He starts out with a company consisting of a brand new lieutenant named Kidder (Jesse Plemons, also currently in The Post), a master sergeant named Metz (Rory Cochrane, who was also in Cooper’s Black Mass) who has been with Blocker for some twenty years, an African-American corporal named Woodson (Jonathan Majors, from the TV miniseries When We Rise) who in some ways is Blocker’s conscience, and an immigrant Private Philippe DeJardin (Timothée Chalamet, currently also appearing in Call Me by Your Name and Lady Bird). With Yellow Hawk are his son Black Hawk (Adam Beach, who starred with Studi in the TV production of Bury My Heart at Wounded Knee) and Black Hawk’s wife Elk Woman (Q’orianka Kilcher, who worked with Bale in The New World) and their young son Little Bear (Xavier Horsechief), as well as the chief’s daughter Living Woman (Tanaya Beatty from TV’s The Night Shift). Despite the free passage they have received from the president, Blocker insists on treating the Cheyenne as prisoners, and puts chains on Yellow Hawk and Black Hawk.
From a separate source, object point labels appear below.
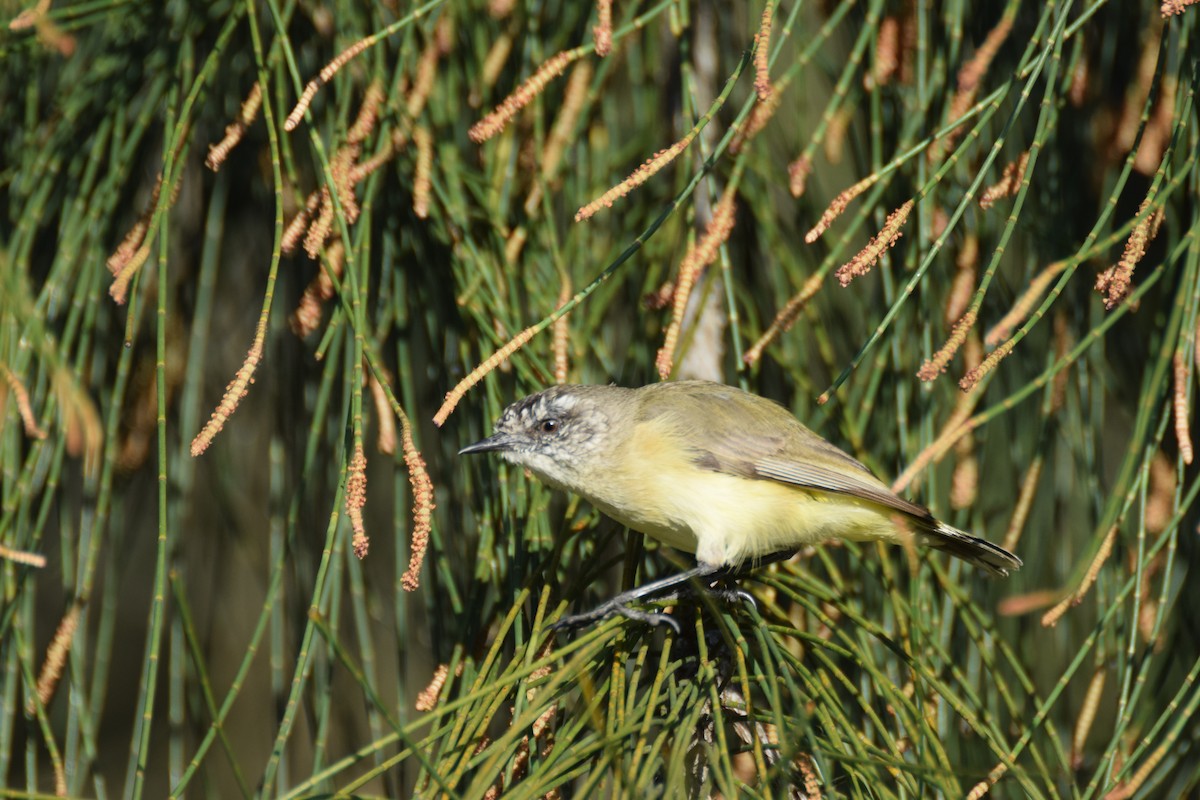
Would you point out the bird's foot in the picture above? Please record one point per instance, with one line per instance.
(618, 605)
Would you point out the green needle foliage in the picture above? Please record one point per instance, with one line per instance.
(190, 615)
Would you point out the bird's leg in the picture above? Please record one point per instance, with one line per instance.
(727, 588)
(701, 577)
(655, 589)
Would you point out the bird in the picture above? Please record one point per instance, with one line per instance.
(713, 470)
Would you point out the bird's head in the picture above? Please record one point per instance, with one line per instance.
(559, 434)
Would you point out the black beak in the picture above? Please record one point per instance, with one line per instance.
(495, 441)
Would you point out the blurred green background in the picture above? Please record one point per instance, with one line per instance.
(199, 625)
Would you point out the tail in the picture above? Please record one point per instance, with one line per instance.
(979, 552)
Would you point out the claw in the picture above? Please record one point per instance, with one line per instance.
(607, 609)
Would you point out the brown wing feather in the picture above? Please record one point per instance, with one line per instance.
(735, 432)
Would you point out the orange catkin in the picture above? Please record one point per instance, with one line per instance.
(639, 176)
(603, 31)
(862, 264)
(1114, 282)
(838, 205)
(697, 258)
(423, 506)
(762, 42)
(495, 122)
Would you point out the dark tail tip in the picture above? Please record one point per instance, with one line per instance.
(979, 552)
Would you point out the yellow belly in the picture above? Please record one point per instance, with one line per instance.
(726, 518)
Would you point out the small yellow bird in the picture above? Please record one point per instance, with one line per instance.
(713, 470)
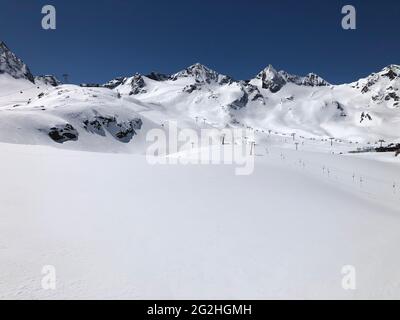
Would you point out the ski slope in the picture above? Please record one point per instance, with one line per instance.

Not long into the journey, the group comes across the widowed Mrs. Quaid, alone and in shock in her burned-out home, still clutching her dead infant while the bodies of her family lie all around. The detail members have no choice but to bring her along with them, though her first sight of the Cheyenne family paralyzes her with fear. Still, she is ultimately able to see the difference between this family and the marauders that killed her own people. In this way her story arc parallels Blocker’s.

Later, stopping at a fort along the way, the group picks up another new member—a cavalry sergeant named Wills (Ben Foster of Hell or High Water), who needs to be escorted to his execution at the next fort, not far out of the way for Blocker and his group. Wills proves to be something of an alter ego for Blocker—in the unrepentant Wills he can see something of himself, and though Wills insists on their likeness, Blocker will not acknowledge it. At the same time, Sergeant Metz, tortured by his own years of killing and atrocities, has difficulty keeping on in this life, while Blocker denies the need for such regrets.
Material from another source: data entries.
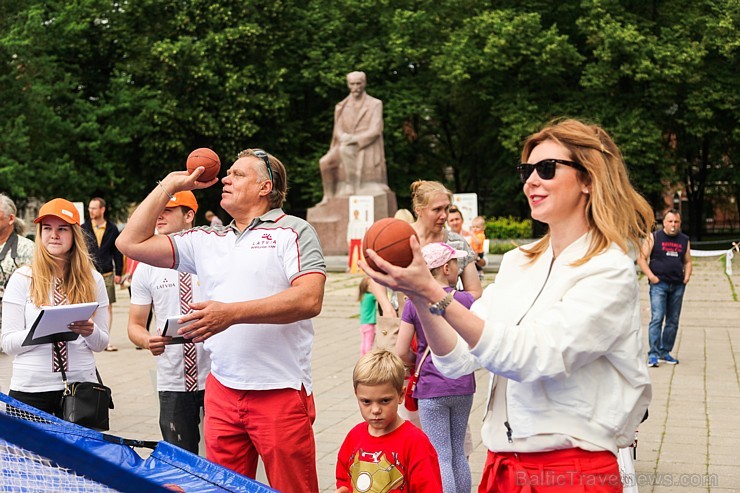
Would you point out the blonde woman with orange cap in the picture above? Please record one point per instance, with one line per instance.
(61, 273)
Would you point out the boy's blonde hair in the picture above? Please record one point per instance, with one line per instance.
(379, 367)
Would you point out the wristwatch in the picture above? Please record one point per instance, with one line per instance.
(439, 307)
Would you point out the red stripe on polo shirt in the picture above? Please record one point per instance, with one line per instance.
(306, 274)
(172, 247)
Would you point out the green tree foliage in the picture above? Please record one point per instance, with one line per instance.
(103, 98)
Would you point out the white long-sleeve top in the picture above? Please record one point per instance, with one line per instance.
(32, 365)
(572, 373)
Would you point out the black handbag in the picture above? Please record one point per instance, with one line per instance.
(85, 403)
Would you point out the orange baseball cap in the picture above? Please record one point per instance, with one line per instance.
(184, 199)
(61, 208)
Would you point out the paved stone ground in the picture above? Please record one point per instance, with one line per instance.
(689, 444)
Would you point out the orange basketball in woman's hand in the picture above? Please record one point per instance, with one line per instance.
(206, 158)
(389, 238)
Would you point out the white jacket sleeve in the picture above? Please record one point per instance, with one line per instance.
(98, 340)
(14, 330)
(593, 316)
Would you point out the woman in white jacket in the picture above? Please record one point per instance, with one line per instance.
(559, 330)
(61, 273)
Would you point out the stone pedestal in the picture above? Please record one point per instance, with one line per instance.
(330, 218)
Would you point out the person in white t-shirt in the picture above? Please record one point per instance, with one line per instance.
(181, 368)
(61, 273)
(263, 277)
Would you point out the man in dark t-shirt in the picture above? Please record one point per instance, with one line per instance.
(666, 261)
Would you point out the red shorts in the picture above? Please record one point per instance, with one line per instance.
(276, 425)
(571, 470)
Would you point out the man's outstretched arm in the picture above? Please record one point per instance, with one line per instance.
(137, 240)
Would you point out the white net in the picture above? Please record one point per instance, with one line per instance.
(25, 471)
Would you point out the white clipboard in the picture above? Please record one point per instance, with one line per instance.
(52, 323)
(171, 327)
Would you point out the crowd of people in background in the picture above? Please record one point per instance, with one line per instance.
(558, 330)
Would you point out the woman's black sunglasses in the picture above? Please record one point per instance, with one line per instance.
(545, 168)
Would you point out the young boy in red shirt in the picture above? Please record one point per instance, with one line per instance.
(385, 453)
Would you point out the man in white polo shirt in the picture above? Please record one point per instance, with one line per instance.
(263, 276)
(181, 368)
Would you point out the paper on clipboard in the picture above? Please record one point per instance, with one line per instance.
(171, 327)
(52, 323)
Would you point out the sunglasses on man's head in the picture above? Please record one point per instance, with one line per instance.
(545, 168)
(264, 157)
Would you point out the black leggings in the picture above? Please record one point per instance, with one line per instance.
(50, 402)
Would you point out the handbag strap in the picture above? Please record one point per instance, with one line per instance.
(61, 367)
(64, 374)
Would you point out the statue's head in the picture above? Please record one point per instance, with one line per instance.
(356, 82)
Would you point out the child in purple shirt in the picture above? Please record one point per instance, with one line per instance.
(444, 403)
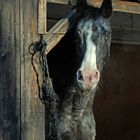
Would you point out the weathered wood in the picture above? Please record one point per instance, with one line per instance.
(122, 6)
(59, 1)
(32, 110)
(9, 77)
(59, 30)
(22, 115)
(42, 12)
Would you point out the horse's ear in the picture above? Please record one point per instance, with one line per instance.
(106, 8)
(81, 5)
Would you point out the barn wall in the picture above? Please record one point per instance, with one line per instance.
(22, 115)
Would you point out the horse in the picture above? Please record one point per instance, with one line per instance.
(92, 37)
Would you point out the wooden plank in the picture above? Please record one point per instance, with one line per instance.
(32, 110)
(59, 30)
(10, 71)
(42, 12)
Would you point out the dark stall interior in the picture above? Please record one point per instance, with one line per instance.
(117, 106)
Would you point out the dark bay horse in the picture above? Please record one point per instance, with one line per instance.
(89, 54)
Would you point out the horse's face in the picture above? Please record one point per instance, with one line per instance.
(93, 43)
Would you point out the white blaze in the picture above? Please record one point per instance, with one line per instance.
(89, 61)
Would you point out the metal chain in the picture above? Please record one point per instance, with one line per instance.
(46, 91)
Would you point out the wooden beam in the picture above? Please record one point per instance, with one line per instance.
(42, 12)
(59, 30)
(121, 6)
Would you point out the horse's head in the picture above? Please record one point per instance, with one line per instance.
(93, 44)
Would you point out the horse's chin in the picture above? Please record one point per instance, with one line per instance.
(87, 87)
The captain first realizes the error of his ways when the group is attacked by the same Comanche who killed Mrs. Quaid’s family, and sees how Yellow Hawk and Black Hawk try to help despite their hands being chained. As the journey progresses, and the group must take action against a group of white outlaws, Blocker, as the audience probably expects, begins to feel a kinship even with the chief who has been his greatest enemy. To say much more would need a spoiler alert, but let me just say that Blocker is successful in getting Yellow Knife to his Montana home to die, but the violence and loss that the journey finally entails makes me wonder how the journey can possibly be justified. The violent world that we saw at the beginning continues, and blocker’s change of heart may be the only good that comes of it. Nor does the change of heart affect any change on the culture of violence.
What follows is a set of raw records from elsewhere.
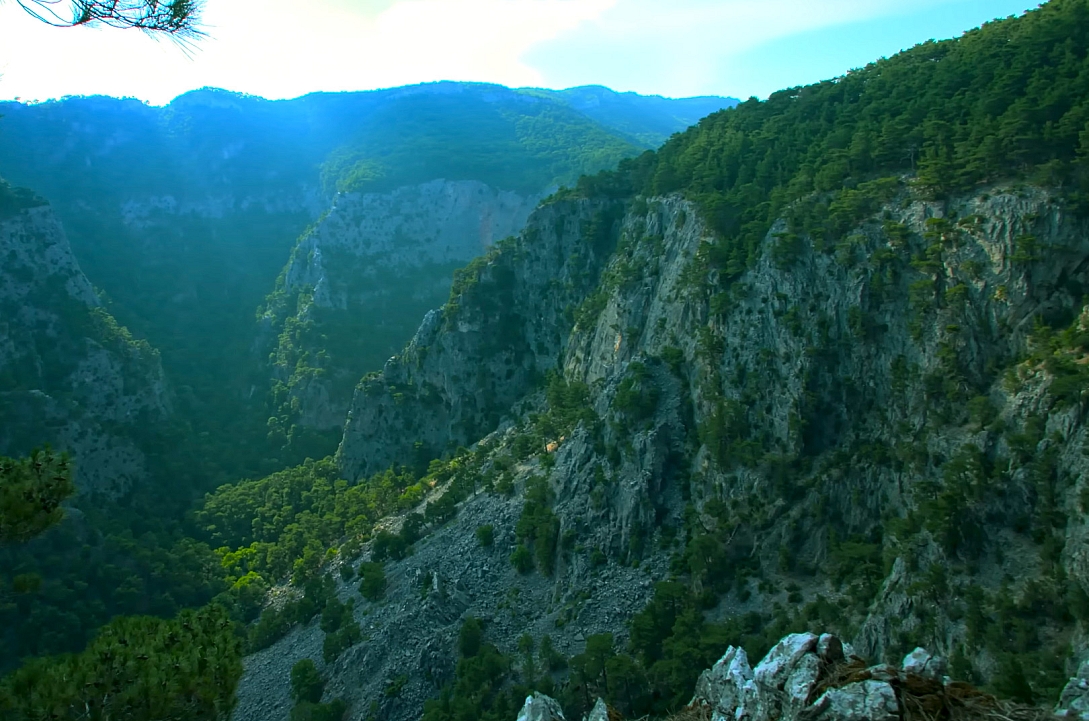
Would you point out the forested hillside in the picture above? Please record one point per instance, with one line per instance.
(184, 216)
(815, 365)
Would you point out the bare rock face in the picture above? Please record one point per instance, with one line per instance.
(1074, 701)
(812, 356)
(466, 366)
(358, 281)
(540, 707)
(795, 682)
(922, 663)
(599, 712)
(69, 375)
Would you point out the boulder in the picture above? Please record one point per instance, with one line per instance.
(830, 649)
(540, 707)
(924, 663)
(773, 671)
(1074, 700)
(864, 700)
(727, 687)
(599, 712)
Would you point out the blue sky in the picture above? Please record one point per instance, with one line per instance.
(285, 48)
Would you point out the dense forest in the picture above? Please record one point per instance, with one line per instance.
(181, 586)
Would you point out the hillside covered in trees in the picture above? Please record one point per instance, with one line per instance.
(815, 364)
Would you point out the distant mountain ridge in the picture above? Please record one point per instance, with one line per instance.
(185, 215)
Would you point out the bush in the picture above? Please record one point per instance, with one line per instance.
(470, 637)
(522, 559)
(486, 535)
(372, 586)
(306, 683)
(334, 710)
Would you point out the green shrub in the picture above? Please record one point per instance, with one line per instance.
(306, 683)
(486, 535)
(372, 586)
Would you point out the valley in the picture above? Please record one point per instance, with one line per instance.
(451, 401)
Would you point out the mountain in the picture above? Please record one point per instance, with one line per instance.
(70, 375)
(185, 215)
(647, 121)
(816, 364)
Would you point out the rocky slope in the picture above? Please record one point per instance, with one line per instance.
(69, 375)
(184, 216)
(818, 676)
(883, 436)
(371, 267)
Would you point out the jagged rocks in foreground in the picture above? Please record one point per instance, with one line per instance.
(806, 677)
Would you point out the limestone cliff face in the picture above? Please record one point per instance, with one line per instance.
(69, 375)
(468, 363)
(880, 434)
(358, 281)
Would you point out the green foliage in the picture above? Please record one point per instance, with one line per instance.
(486, 535)
(14, 200)
(372, 585)
(137, 668)
(32, 490)
(334, 710)
(522, 559)
(306, 683)
(480, 688)
(636, 396)
(1002, 101)
(538, 528)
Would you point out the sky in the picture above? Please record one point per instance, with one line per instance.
(675, 48)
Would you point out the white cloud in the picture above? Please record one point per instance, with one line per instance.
(283, 48)
(685, 45)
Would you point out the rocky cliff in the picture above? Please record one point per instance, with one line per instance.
(70, 375)
(362, 276)
(883, 435)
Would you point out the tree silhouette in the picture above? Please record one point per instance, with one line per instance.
(178, 17)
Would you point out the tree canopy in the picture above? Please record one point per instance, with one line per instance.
(31, 493)
(176, 17)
Thematically, then, it’s difficult to see what the story means. It is a grim world and the survivor is the one best able to respond to violence with deadly force. It’s a joyless world and it’s hard to feel in the end that this world has any meaning. But I admit, that is a point of view that deserves consideration. This is a film that looks fantastic: The sunlit western vistas are often breathtaking. Pike is remarkable as the shattered woman who finds her way back, somehow, to a worthwhile life. Bale is his dark and stoic warrior self, showing significant emotion by a flick of his eyelid. The Native Americans are presented with respect, though they are really not allowed to become full characters: Studi is also a dark and stoic warrior, but one who has a lot less space for character development. But it is not his story, it’s Blocker’s. Hostiles—and the irony of the title is that everybody in this world is hostile—does not quite reach the heights of the classic western Cooper is aiming for, but it’s a pretty good attempt. Three Tennysons for this one.